The multiplication of text length and number of children best represents the content. When sorting the results based on this calculation, we should prioritize the selectors that represent the main content.
# The following method sorts the data dictionary by the product
# of the "length" and "childs" values in each item, in descending order:
sorted_data = sorted(data.items(), key=lambda x: x[1]["length"] * x[1]["childs"], reverse=True)
for selector, selector_data in sorted_data:
print(f"{selector} ({selector_data['childs']}): {selector_data['length']}")
count += 1
print(count)
Third Result Ouput
We still have 25 results, but those that represent the most important content according to our metric are now displayed sorted by importance.
html > body > div > div > div > main > div > div > div > div > div > div > p (39): 4400
html > body > div > div > div > main > div > div > div > div > div > div > p > a (30): 3846
html > body > div > div > div > main > div > div > div > div > div > div (10): 4901
html > body > div > div > div > main > div > div > div > div > div > div > p > span (39): 527
html > body > div > div > div > main > div (2): 4959
html > body > div > div > div > main > div > div (2): 4922
...
25
If we now run the first selector in the web console we find that this is indeed the most important content.
var elements = [...document.querySelectorAll("html > body > div > div > div > main > div > div > div > div > div > div > p")];
elements.forEach((e) => e.style.border = '3px dashed lightcoral');
The result then looks like this:
Last optimisation – Extraction of the main content selector
We now know which selectors point to the elements of the HTML code that contain the most important textual content of the website according to our metric.
However, if we look closely at the last screenshot of the page with the identified elements, we realise that the title was not identified by the first selector.
Therefore, we now only want to identify a selector that leads us directly to the main content.
We can achieve this by overlaying the first three selectors.

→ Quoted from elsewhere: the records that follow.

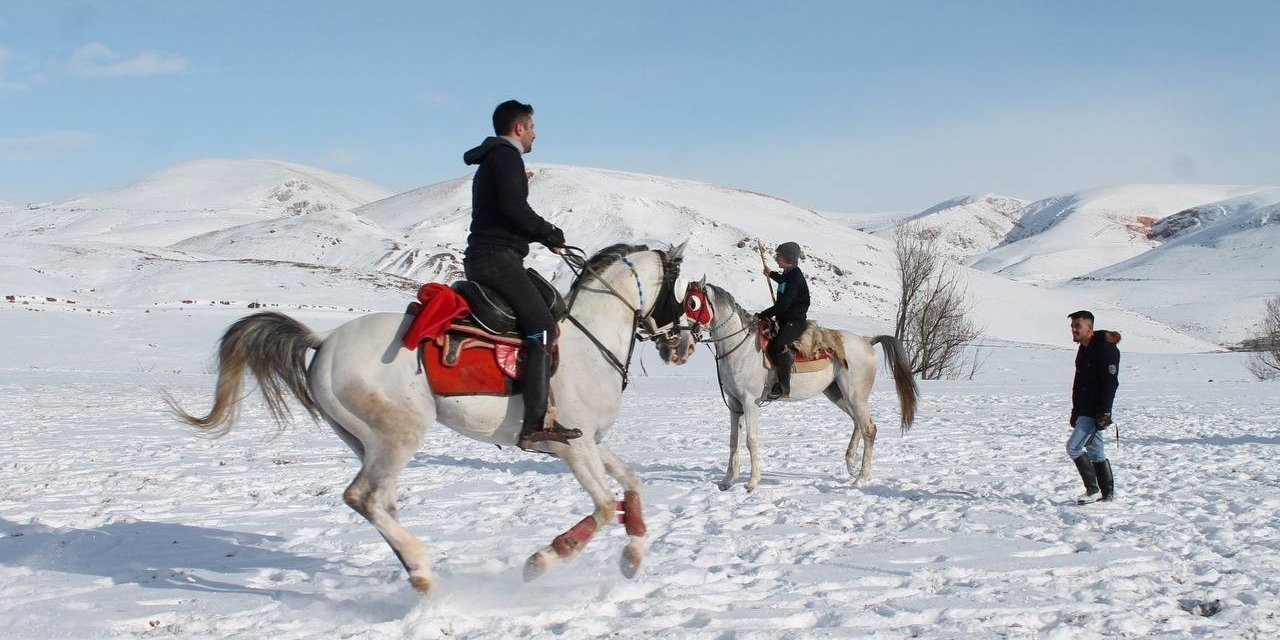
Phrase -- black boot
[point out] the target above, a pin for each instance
(1105, 480)
(782, 368)
(536, 382)
(1091, 480)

We then assume that the part of the selector that is the same for all three displays the main text content of the web page.

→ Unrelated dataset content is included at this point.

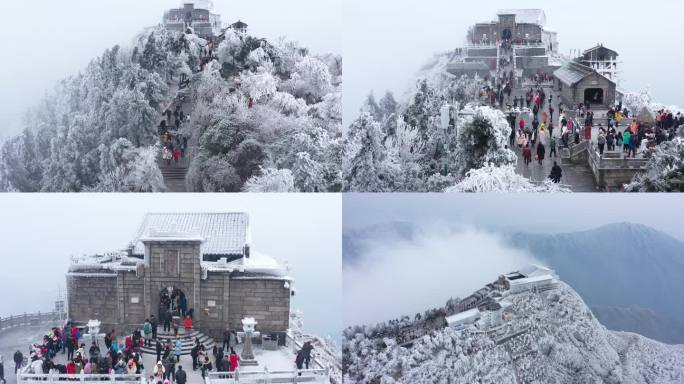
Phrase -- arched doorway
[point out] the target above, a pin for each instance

To do this, we create a new function called get_intersection_path
. This function takes a list of data entries, each containing a path string. It finds the common path between the first three entries and outputs it.

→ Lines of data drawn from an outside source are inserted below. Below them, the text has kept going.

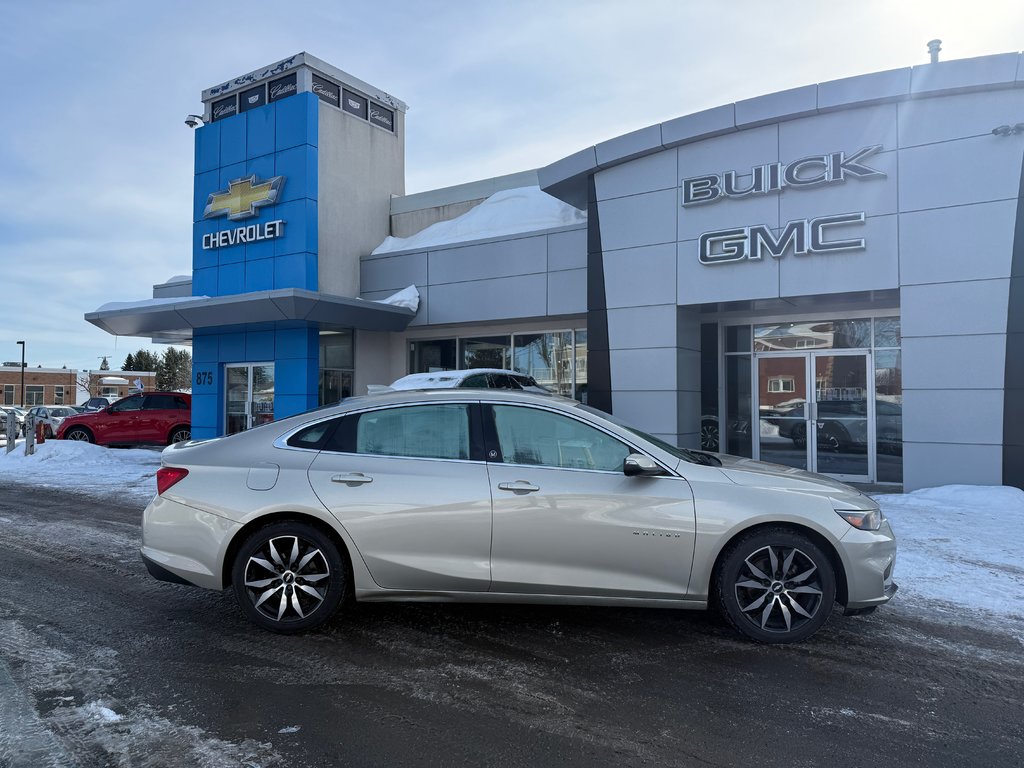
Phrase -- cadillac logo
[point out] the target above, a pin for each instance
(243, 198)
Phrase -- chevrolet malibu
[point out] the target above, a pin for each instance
(501, 497)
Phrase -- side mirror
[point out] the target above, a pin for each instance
(638, 464)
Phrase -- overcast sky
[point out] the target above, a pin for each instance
(96, 162)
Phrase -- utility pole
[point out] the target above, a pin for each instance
(23, 373)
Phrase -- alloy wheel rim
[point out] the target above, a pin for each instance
(287, 579)
(778, 589)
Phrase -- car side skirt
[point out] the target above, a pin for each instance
(518, 598)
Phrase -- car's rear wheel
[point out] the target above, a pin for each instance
(77, 433)
(289, 577)
(775, 586)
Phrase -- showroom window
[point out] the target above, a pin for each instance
(557, 359)
(486, 351)
(781, 384)
(881, 336)
(889, 399)
(337, 365)
(418, 431)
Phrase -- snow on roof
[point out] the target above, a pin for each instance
(508, 212)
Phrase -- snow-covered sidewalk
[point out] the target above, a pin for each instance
(961, 547)
(84, 468)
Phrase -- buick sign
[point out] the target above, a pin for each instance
(813, 170)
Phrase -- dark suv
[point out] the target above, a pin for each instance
(150, 418)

def get_intersection_path(data):
# Initialize an empty list to store the common path
common_path = []
# Split the first element of each entry in the data list into a list of paths
# Only consider the first three entries in the data list
paths = [entry[0].split(" > ") for entry in data[:3]]
# Find the common path by iterating over the paths
# The loop will stop at the first uncommon path or when the end of the shortest path is reached
for i in range(min(len(paths[0]), len(paths[1]), len(paths[2]))):
# If the paths are the same at the current index for all three paths, add it to the common path
if paths[0][i] == paths[1][i] == paths[2][i]:
common_path.append(paths[0][i])
# If the paths are not the same, stop the loop
else:
break
# Join the common path elements with " > " to form a string
result = " > ".join(common_path)
# Print the main content selector
print("Main Content Selector:", result)
sorted_data = sorted(data.items(), key=lambda x: x[1]["length"] * x[1]["childs"], reverse=True)
get_intersection_path(sorted_data)
Last Result Output
The result of the function is impressive. It provides us with a selector that gives us all the essential text content of the web page.
Main Content Selector: html > body > div > div > div > main > div > div > div > div > div > div > div
If we now look at the web page again, we can see that all the main text content is found with the determined selector.
Conclusion
If you have a similar challenge to me, then perhaps the path shown here can help you to identify important content. I have now tried several websites with this procedure. The correct selector was found for most of them. However, this is only a prototype implementation, which certainly still has room for improvement.